I read Privacy at the Margins by Scott Skinner-Thompson a few weeks ago. One idea from the book has been bouncing around my head ever since: performative privacy.
I think this passage (from pages 56 and 57) summarizes it best:
Individuals’ efforts to maintain privacy, anonymity, or obscurity while simultaneously engaged in public activity ought to be understood as performative, expressive acts – expressions that may often be protected directly by the Free Speech Clause of the First Amendment. Certainly, as outlined at the outset of this chapter, maintaining anonymity while in public by wearing a hoodie or using internet obfuscation technology instrumentally aids one’s freedom of thought, movement and association without being identified by public surveillance. But it is more than that. As government, corporate, and individual surveillance of both our physical and cyber activities becomes ubiquitous, efforts taken to shield activities from surveillance are not always just a means to an end – a means to effectuate other constitutional values.

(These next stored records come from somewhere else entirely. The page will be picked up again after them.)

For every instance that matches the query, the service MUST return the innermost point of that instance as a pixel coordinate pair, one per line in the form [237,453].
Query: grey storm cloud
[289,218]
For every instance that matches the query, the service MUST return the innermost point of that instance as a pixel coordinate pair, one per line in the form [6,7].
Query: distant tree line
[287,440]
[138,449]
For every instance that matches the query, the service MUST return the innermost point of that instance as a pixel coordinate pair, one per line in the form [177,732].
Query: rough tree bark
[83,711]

Instead, they are often a direct statement of resistance to the pervasive surveillance society. In such instances, they are entitled to First Amendment protections from government infringement…

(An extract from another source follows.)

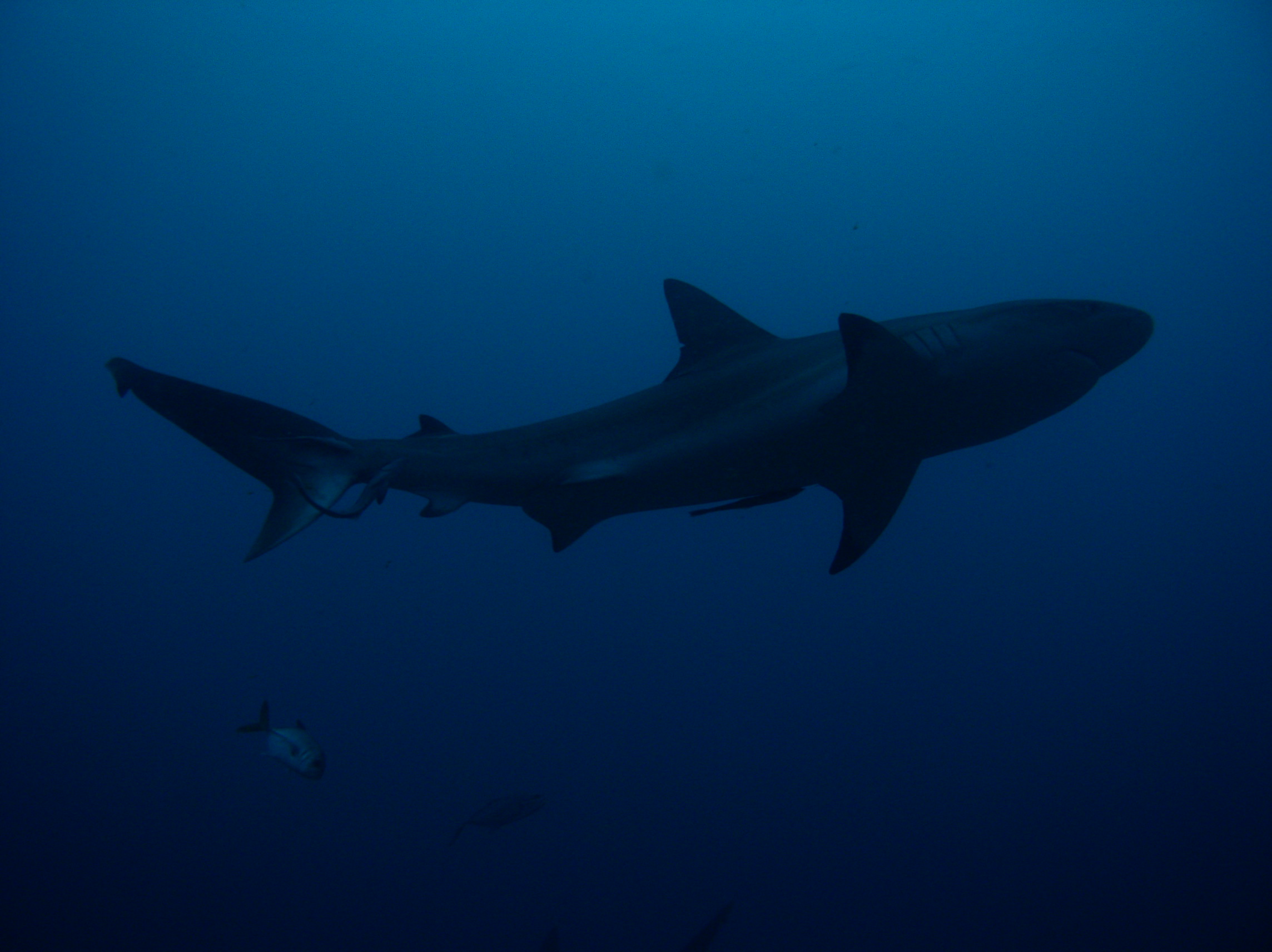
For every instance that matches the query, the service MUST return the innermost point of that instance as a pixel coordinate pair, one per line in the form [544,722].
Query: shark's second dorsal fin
[431,427]
[705,326]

Put differently, the notion of performativity as applied to privacy can help expose the extent to which individuals are subject of surveillance structures, and simultaneously reveals methods for maintaining democratic agency and points of resistance within those surveillance networks. That is to say “performative privacy” helps us understand the scope of privacy problems and identify potential solutions.

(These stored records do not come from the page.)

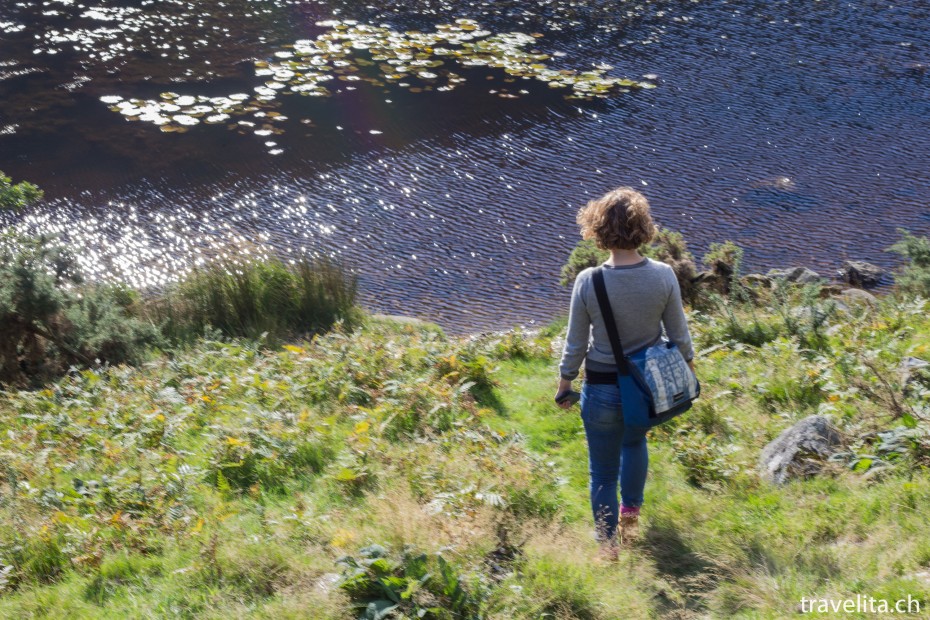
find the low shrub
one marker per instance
(259, 299)
(18, 196)
(913, 277)
(585, 254)
(50, 320)
(409, 584)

Sometimes, when I’m playing around with age encryption or trying to figure out the best key derivation function for my KeePass database (Argon2id!), I feel a bit like I’m cosplaying, or prepping for some fantastic cyberpunk dystopia. Do I, a white, cis man living in Manhattan (who is not currently employed as a journalist) really need to encrypt family photos before uploading them to DropBox?
Traditionally, I’d refute this as I would the “nothing to hide” argument: We want to live in a society where people have private thoughts and can keep them private. But maybe there’s more here.
Using Signal for grocery lists
To expand a bit further, this also reminds me of the idea of “If everyone uses [given privacy measure], it will look less suspicious for those who really need to use [said privacy measure].” Use envelopes instead of postcards!
I have thought of this as a reason for using Signal for sharing grocery lists. We should take privacy steps early, when we’re boring and/or privileged enough to likely not be the subject of intense surveillance, so that we and others have access and knowledge of such methods when we need them.
I’m personally fascinated by the work of social normalization at work here. But I think Skinner-Thompson is adding something still new here.
For Skinner-Thompson, taking privacy (or security) measures is a form of expression. Indeed, Skinner-Thompson takes this far enough that he argues that privacy rights should rely not on the Fourth Amendment but on the First!
…depending on the context in which they arise, many of the acts of performative privacy discussed in Chapter 2 may be construed as expressive, political conduct entitled to First Amendment coverage and protection. In the context of the living history of state-sanctioned violence against black bodies, wearing a hoodie can be an attempt to maintain public anonymity and a statement of resistance against a surveilling, violent state.
and later:
… once conceptualized as acts of performative, expressive resistance, attempts to maintain privacy in public against government surveillance may fare better under the First Amendment’s protections for expressive conduct than under traditional Fourth Amendment privacy protections, which have been severely hamstrung by doctrines such as the third-party doctrine. (95)
A note on metadata
Interestingly, both of the privacy-increasing measures that Skinner-Thompson cites give off a specific type of metadata, namely the data of whether or not the measures are being taken: Even if they can’t see the hoodie-wearers face, everyone can see that someone there on the street or at a protest is wearing a hoodie, and ISPs can tell when users are connected to Tor nodes (but not what they’re looking at).
Given that metadata can be as valuable to surveillers as the actual data itself, it’s little surprise that privacy tools like Signal and Cwtch are very careful with regard to how they handle metadata. Putting aside the more technical/theoretical question of whether it’s even possible to not generate any metadata describing a data transfer, I wonder if this lack of expressive metadata would undercut Skinner-Thompson’s idea of privacy-measures-as-expressive. Though I suppose the boring and privileged can always blog about using Signal and Tor and have the apps on their phones!